Des retrouvailles, c’est toujours plus angoissant que le simple perspective d’une rencontre.
Il y a tout ce passif …
Ces souvenirs …
Ces sourires …
Et quelques rancœurs enfouies.
Depuis deux jours, j’ai cette mélodie dans la tête.
« On s’était dit rendez-vous, dans 10 ans » …
Si tu es ponctuel, dans 10 minutes, c’est bien 10 ans de vie qu’on va se raconter.
10 ans et quoi ? On refaisait le monde et au final …
Et si toi, tu avais réussi ?
Je veux dire, vraiment réussi, pas juste une routine de confort …
Tu voulais t’engager dans l’humanitaire, écrire des romans, vivre vraiment, ne jamais devenir grand.
Les adultes et leurs règles étroites, ce n’était pas ton monde.
Suis-je devenue trop adultes pour toi ?
Je te vois, arriver au loin.
Blouson en cuir, rangers élimées _ ma main à couper que ce sont les mêmes qu’à la fac_ démarche nonchalante de celui qui ne craint rien.
Je ne suis plus très sure de vouloir … car je ne suis plus celle …
L’idéaliste a laissé place à cette femme trop terre à terre, un peu terne, tellement prudente, toujours raisonnable.
Qu’est ce que je fais ici ?
A quoi ça mènera ?
Encore quelques mètres et je serais dans ton champs de vision.

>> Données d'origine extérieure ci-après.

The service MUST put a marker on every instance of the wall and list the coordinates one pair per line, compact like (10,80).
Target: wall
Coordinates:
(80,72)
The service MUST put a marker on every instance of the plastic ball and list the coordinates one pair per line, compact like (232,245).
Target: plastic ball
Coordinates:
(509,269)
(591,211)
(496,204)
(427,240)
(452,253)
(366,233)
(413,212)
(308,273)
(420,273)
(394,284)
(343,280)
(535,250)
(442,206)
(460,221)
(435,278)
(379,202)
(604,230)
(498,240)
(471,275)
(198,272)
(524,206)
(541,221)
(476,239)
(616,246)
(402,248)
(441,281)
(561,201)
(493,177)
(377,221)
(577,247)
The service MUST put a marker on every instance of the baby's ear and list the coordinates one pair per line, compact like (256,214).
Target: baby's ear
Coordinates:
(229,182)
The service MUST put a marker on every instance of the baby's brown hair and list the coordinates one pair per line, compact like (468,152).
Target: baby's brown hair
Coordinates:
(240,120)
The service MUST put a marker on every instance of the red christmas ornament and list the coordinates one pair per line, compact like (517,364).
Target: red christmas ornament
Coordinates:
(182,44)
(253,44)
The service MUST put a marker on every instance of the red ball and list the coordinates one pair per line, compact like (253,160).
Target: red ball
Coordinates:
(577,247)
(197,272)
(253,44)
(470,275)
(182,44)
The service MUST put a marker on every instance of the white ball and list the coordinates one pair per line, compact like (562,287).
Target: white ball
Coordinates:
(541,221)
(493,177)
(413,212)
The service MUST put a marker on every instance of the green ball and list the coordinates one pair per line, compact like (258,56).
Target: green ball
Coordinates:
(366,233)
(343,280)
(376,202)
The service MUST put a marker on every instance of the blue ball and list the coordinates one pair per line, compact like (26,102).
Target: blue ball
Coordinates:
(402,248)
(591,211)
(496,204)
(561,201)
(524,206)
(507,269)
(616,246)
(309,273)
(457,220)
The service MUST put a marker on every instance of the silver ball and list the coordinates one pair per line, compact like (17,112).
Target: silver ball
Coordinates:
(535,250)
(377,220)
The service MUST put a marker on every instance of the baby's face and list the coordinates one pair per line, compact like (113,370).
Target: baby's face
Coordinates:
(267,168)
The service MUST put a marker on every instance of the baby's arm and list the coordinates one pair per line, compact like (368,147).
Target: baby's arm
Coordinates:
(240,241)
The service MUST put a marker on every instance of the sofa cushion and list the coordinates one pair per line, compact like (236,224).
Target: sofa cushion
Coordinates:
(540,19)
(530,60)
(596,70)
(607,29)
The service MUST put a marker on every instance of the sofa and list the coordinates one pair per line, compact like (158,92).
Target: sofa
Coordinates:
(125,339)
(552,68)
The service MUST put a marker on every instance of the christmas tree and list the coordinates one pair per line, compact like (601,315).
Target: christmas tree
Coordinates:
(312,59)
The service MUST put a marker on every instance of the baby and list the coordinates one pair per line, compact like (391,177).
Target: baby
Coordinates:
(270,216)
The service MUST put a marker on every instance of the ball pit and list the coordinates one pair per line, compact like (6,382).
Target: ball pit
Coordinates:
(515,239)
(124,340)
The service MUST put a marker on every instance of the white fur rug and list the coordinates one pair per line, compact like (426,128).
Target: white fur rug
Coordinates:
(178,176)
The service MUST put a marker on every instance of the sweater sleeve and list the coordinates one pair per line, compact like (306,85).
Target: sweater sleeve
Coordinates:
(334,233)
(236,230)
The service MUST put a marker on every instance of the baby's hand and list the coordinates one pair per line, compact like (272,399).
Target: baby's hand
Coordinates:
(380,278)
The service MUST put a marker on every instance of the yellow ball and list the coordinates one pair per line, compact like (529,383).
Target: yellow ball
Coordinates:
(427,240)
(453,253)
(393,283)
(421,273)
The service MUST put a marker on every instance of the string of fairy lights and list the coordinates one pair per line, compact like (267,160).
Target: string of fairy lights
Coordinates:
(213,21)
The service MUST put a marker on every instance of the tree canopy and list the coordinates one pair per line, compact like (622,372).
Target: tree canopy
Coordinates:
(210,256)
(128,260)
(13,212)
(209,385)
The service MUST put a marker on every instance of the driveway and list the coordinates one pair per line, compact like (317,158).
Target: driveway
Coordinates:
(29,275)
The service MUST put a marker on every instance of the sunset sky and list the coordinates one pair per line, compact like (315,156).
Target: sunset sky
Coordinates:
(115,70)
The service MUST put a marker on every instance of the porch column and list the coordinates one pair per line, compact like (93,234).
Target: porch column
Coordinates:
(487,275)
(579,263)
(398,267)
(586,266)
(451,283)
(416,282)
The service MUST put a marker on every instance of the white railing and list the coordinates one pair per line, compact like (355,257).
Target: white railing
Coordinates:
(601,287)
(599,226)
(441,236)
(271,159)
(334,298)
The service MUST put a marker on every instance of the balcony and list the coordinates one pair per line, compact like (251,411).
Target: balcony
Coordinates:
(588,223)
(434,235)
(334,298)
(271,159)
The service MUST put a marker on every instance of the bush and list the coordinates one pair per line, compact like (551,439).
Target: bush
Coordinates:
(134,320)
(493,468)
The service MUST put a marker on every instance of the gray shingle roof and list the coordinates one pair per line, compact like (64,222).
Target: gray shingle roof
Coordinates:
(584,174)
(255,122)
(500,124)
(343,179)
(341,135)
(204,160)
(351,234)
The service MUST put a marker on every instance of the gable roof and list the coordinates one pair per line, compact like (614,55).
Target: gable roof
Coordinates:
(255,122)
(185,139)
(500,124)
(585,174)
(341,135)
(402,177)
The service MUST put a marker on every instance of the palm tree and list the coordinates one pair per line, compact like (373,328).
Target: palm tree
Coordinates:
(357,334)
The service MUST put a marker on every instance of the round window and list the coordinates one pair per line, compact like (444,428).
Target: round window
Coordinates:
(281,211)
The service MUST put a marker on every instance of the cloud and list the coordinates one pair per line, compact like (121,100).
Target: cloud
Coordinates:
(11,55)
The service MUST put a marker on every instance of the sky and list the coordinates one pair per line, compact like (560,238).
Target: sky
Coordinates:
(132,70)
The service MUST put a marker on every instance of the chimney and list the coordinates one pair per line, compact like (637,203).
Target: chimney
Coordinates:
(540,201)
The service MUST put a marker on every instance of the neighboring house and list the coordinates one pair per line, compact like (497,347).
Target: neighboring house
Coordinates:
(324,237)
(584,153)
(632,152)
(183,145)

Quelques mètres et … à quoi bon ?
Un pas en arrière, puis deux.
Des adieux silencieux.
Ce mois-ci, le thème de l’atelier d’écriture « Les jolies plumes » était : « Retrouvaille ».
J’ai été inspiré, puisque j’ai écrit deux nouvelles. Je ne suis pourtant pas très satisfaite, ni de l’une ni de l’autre.
Je sais pas, je devais être dans une mauvaise phase. Retrouvaille foirée ou avortée …
Il faut dire que lorsque j’entends Retrouvaille, je pense : déception, appréhension, angoisse.
Quel négativisme, vraiment !!!
Illustration : Two Cats, Leonard Freed – Naples, Italy 1958. Looks like « High Noon. »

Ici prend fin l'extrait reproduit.